8 Bishopsgate is also tech-enabled to the core, and has been billed as London’s first mobile-only building. Access is on a strictly tap-in-and-out basis, powered by an app developed by tech firm Cureoscity. 

Of course, the tech is not just there to elevate the tenant experience. Data is power, and the information fed back on the building’s usage will help when it comes to making management and efficiency decisions. As Darvishi point out, the absence of a centralised plant removes a layer of requirement for whole-building analysis, but the team is looking into how data from the app can be effectively employed to continue to drive efficiency. 

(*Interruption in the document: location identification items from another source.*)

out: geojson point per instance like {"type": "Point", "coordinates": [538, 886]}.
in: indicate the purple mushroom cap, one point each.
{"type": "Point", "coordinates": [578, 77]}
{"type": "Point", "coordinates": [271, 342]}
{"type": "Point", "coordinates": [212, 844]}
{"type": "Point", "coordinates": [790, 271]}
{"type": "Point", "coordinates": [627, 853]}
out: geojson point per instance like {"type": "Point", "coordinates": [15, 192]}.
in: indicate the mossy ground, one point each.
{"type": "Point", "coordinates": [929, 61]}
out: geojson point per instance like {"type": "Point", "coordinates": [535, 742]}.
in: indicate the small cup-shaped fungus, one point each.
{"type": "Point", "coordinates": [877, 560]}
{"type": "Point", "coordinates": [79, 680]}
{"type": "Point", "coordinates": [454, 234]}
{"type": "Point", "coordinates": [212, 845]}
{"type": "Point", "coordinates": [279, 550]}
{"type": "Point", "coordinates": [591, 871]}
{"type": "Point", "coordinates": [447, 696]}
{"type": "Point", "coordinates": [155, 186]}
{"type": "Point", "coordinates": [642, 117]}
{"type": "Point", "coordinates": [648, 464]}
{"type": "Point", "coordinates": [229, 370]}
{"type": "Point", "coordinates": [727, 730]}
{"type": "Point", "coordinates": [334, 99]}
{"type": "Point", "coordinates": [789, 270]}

It would be remiss not to mention some of the more subtle design details. Tyler’s gentle palette is punctuated by natural timber and stone. The entrance is a showstopper. The space has been described as looking more like a concert hall than an office. Tyler has pulled light into the lift lobbies and staircases to encourage use and make them “joyful places to be”. It is a strategy emulated right up through the building. In terms of creating a space where people want to spend their time and travel to, the work of Stanhope, Mitsubishi Estate and Wilkinson Eyre is paying off. Of course, the team has had the benefit of working with a blank canvas, but there are still applicable lessons to be learnt. 

And, says Tyler, there are also green shoots of evidence to suggest the tide may be turning around the office market. “We had been talking to a lot of employers who were questioning how they were going to reconfigure their estate building,” he says. “But from what I can see now, they are starting to reverse this and are saying ‘actually, we don’t want to do that’. There is a definite groundswell of people saying they want to come back.”